Stripe steuert Zahlungen und Rechnungen, Metronome verarbeitet komplexe nutzungsbasierte Abrechnungen, OpenRouter bestimmt, wohin der Modellaufruf zugewiesen wird. Wenn man zusätzlich das Agent-Handelsprotokoll hinzufügt, hat Stripe die Chance, die gesamte Kette einer KI-Transaktion abzudecken:
Der Benutzer stellt eine Anforderung, der Agent zerlegt die Aufgabe, OpenRouter wählt das Modell aus, das Modell schließt die Inferenz ab, Stripe erfasst den Token-Verbrauch, erstellt die Rechnung und schließt die Zahlung ab.
Das bedeutet, dass Stripe nicht mehr nur die letzte Geldtransaktion verarbeitet, sondern in den gesamten Prozess von der Entstehung über die Ausführung bis zur Abrechnung von KI-Aufgaben eingreift.
Das ist wahrscheinlich der Grund, warum es bereit ist, eine enorme Prämie für OpenRouter zu zahlen.
Je mehr Modelle es gibt und je unübersichtlicher die Preise sind, desto wertvoller wird die Routing-Plattform
In der frühen Phase der Entwicklung großer Modelle war die Branche allgemein der Ansicht, dass letztendlich ein oder zwei Supermodelle die meisten Aufgaben übernehmen werden.
Wenn diese Annahme zutreffen würde, wäre der Wert von OpenRouter sehr begrenzt.
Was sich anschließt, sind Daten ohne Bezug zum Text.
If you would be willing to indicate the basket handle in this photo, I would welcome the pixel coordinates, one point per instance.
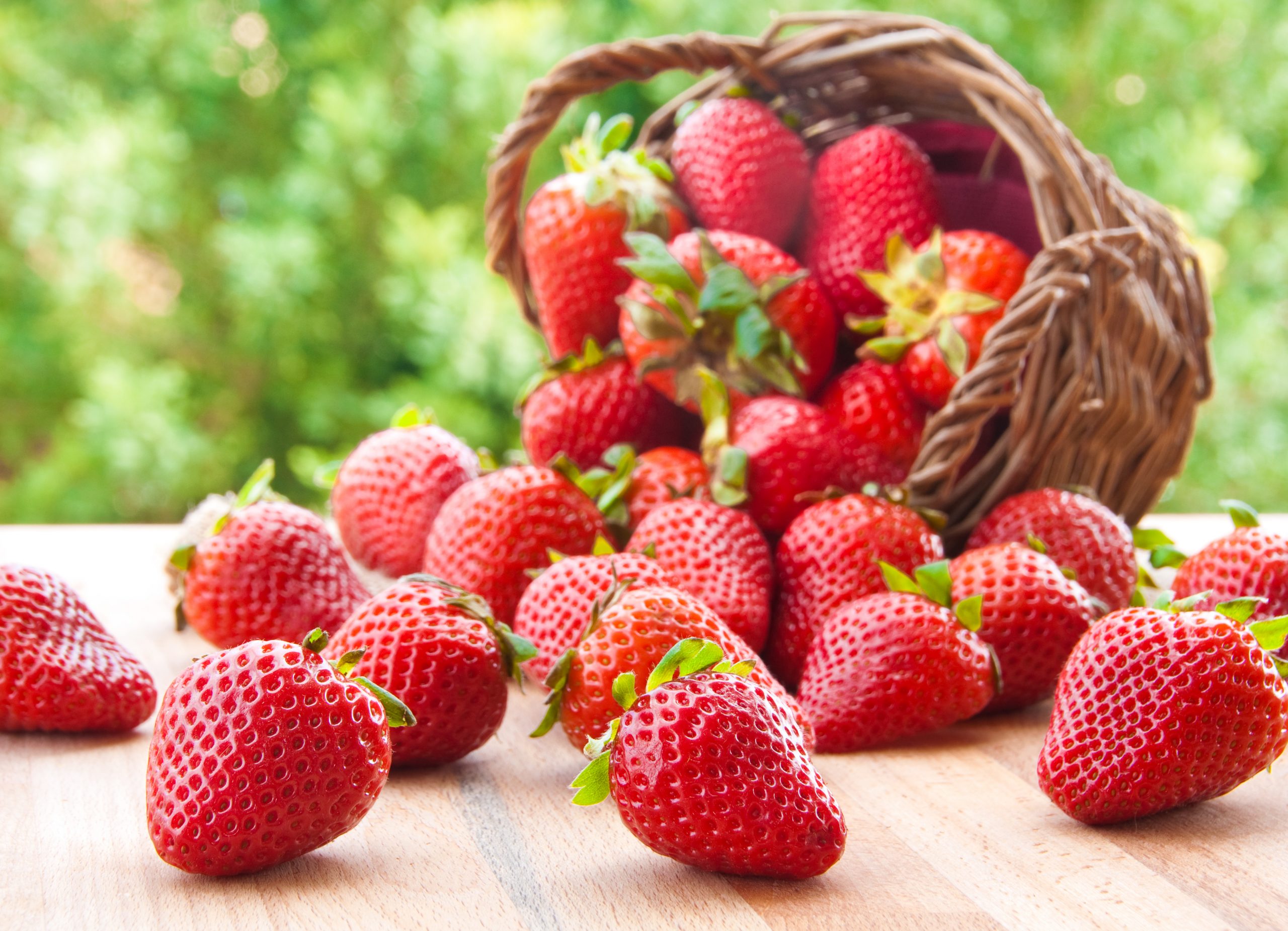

Unternehmen können sich direkt in das stärkste Modell integrieren, ohne dass eine zusätzliche Zwischenschicht erforderlich ist.
Aber die Realität entwickelt sich in eine andere Richtung.
Verschiedene Modelle haben ihre jeweiligen Stärken bei Aufgaben wie Code, Video, Bild, Mathematik, Suche, Langtext, Ausführung auf Endgeräten und Tool-Aufruf; innerhalb desselben Modellanbieters werden auch Flagship-Versionen, Schnellversionen, Leichtversionen und Inferenzversionen angeboten. Chinesische Open-Source-Modelle dringen ständig in den globalen Markt ein, und verschiedene Branchenmodelle sowie lokal bereitgestellte Modelle nehmen ebenfalls schnell zu.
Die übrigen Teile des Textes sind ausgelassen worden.